What, you want 150+ days off a year AND a salary competative with those who work all year? From my perspective you don’t have much to complain about.

[quote]reddog6376 wrote:
Hmmm, that must be why there are millions of teachers in America compared to a few hundred heart surgeons huh?
[/quote]
You cannot use the correlation of number of heart surgeons to teachers to compare how much easier it is to teach than perform heart surgury.

Besides, surgeons would only know how to cut someone if not for their teachers. They have to be TAUGHT the rest.

[quote]LIFTICVSMAXIMVS wrote:
PSlave wrote:
“Only” 80k? Is that such a bad salary? What is the average salary in the U.S.?
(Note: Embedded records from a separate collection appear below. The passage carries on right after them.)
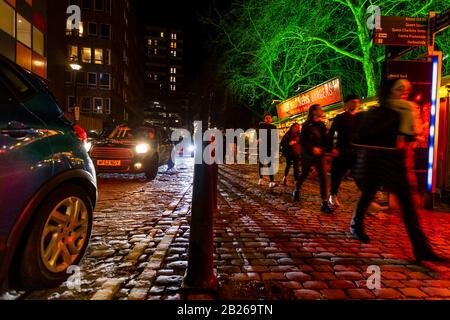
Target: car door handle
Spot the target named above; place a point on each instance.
(18, 130)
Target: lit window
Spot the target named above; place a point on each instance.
(7, 22)
(92, 29)
(98, 105)
(38, 41)
(107, 53)
(92, 80)
(87, 55)
(98, 53)
(73, 53)
(23, 30)
(105, 81)
(107, 105)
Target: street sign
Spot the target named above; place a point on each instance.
(442, 21)
(402, 31)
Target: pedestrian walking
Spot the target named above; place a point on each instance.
(381, 161)
(344, 156)
(290, 147)
(269, 127)
(313, 141)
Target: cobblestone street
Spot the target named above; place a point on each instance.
(266, 246)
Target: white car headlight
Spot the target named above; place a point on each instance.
(88, 146)
(142, 148)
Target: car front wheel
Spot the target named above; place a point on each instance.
(58, 240)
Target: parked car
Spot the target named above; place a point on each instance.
(134, 150)
(47, 184)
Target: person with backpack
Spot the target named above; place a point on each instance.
(290, 148)
(382, 135)
(314, 139)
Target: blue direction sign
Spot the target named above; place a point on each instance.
(442, 21)
(402, 31)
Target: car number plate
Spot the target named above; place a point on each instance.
(109, 163)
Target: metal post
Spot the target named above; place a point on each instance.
(200, 271)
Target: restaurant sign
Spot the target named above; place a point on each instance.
(326, 94)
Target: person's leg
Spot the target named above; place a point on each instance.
(320, 166)
(307, 162)
(421, 247)
(289, 161)
(296, 161)
(369, 191)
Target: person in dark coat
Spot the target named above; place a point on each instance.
(344, 155)
(290, 145)
(313, 141)
(269, 127)
(381, 161)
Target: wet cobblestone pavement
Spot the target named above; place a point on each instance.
(266, 246)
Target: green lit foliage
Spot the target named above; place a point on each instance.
(271, 49)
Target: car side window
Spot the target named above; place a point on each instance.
(5, 94)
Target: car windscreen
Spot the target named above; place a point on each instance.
(126, 133)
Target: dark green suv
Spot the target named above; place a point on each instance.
(47, 184)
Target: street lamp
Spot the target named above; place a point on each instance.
(76, 111)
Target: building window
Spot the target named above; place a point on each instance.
(87, 55)
(99, 5)
(105, 81)
(98, 105)
(92, 80)
(38, 41)
(7, 22)
(92, 29)
(71, 102)
(73, 53)
(105, 31)
(23, 30)
(107, 56)
(108, 6)
(86, 106)
(98, 54)
(87, 4)
(107, 105)
(68, 77)
(71, 31)
(81, 78)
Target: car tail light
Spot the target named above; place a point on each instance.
(80, 132)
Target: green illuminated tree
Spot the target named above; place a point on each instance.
(272, 49)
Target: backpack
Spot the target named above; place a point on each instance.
(377, 127)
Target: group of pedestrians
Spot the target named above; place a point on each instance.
(376, 146)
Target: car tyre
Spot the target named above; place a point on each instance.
(58, 238)
(152, 170)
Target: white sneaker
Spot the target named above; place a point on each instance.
(334, 201)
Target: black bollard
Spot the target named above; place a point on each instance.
(200, 271)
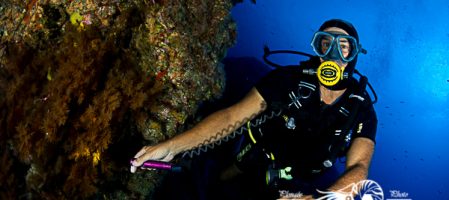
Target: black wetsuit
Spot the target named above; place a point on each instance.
(304, 132)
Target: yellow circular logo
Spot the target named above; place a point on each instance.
(329, 73)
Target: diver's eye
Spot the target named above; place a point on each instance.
(325, 45)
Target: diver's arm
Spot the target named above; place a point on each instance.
(211, 129)
(358, 161)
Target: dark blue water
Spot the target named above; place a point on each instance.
(407, 63)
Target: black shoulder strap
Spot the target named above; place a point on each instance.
(339, 140)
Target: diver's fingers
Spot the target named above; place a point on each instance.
(141, 152)
(168, 157)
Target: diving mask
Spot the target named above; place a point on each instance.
(335, 46)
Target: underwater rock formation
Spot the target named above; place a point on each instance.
(85, 83)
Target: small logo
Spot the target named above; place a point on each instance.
(398, 195)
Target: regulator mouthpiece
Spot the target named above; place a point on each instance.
(330, 74)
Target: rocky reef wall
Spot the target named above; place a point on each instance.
(85, 83)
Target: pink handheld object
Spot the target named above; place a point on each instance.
(154, 164)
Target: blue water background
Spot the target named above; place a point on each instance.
(407, 63)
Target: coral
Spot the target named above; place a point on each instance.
(84, 84)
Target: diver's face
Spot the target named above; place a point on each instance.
(344, 45)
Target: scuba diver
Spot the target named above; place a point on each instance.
(298, 121)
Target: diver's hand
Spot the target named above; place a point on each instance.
(160, 152)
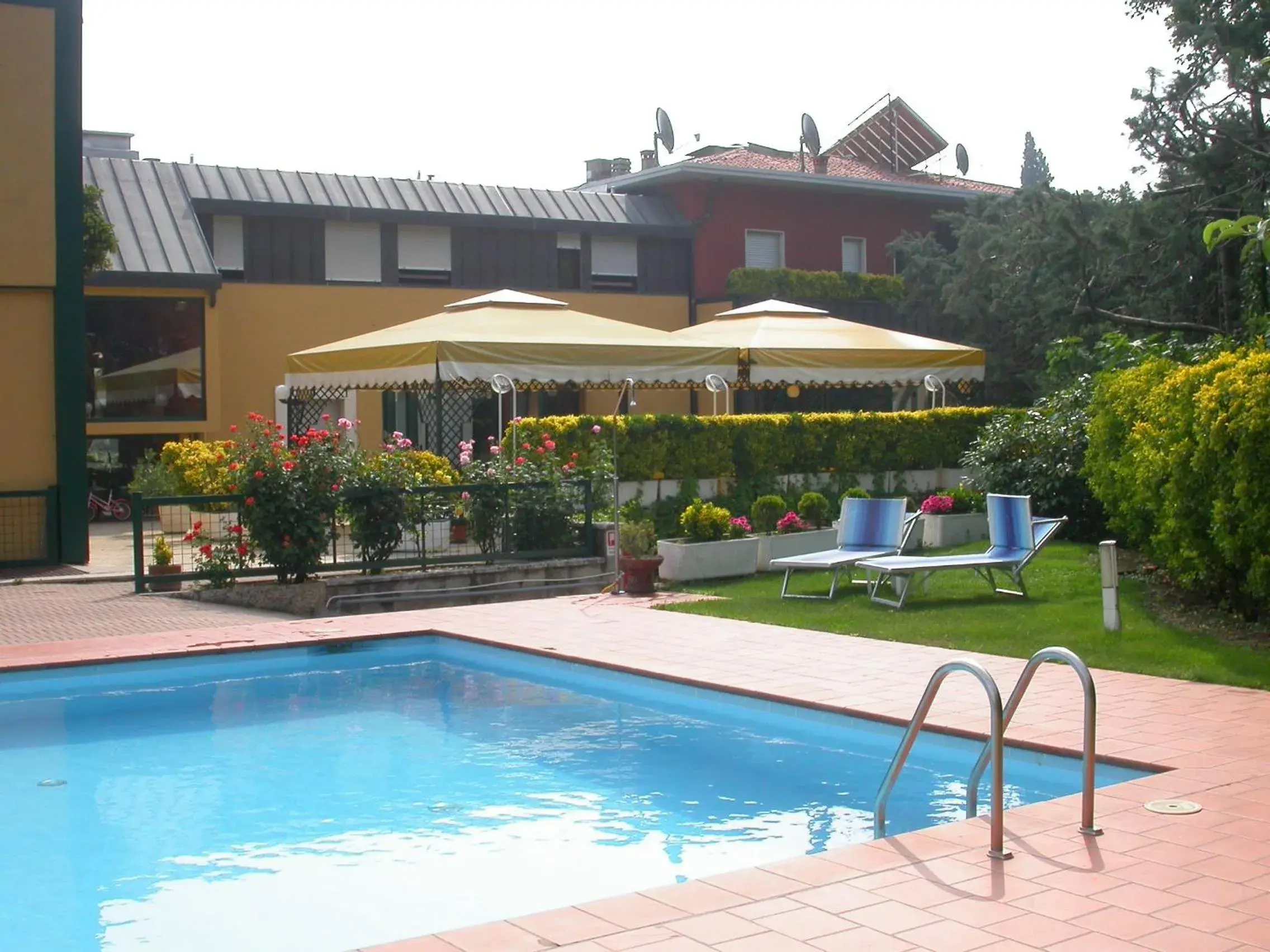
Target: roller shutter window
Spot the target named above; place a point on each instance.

What is the salary of an executive level staff member who has been in the business the same amount of time as his dad?
[/quote]

But how many workers are executive level staff? My point was that 80k is a pretty damn good salary, no matter who you are.

That being said, how many teachers are at 80k? Probably not that many, so I wonder at the relevance of the original post citing an 80k salary.

[quote]LIFTICVSMAXIMVS wrote:
reddog6376 wrote:
Hmmm, that must be why there are millions of teachers in America compared to a few hundred heart surgeons huh?

You cannot use the correlation of number of heart surgeons to teachers to compare how much easier it is to teach than perform heart surgury. [/quote] And why not? If it were easy, there’d be more people doing it. Especially for what they get paid. [quote]

Besides, surgeons would only know how to cut someone if not for their teachers. They have to be TAUGHT the rest.
[/quote]

By whom? A “Heart Surgery Teacher”? Or more likely, a practicing heart surgeon…

I think the teachers are unable to see the forrest from the trees, I may be way off with this analogy (sp?) but go with me on this a sec. Insted of bitching about lack of pay, look at all the unnecessary administration dead weight the school systems have to carry. Stop paying district Supt’s six figure saleries. Trim some of that fat off same as a private industry would have to. Regulate yourselve’s ya whiny bitches.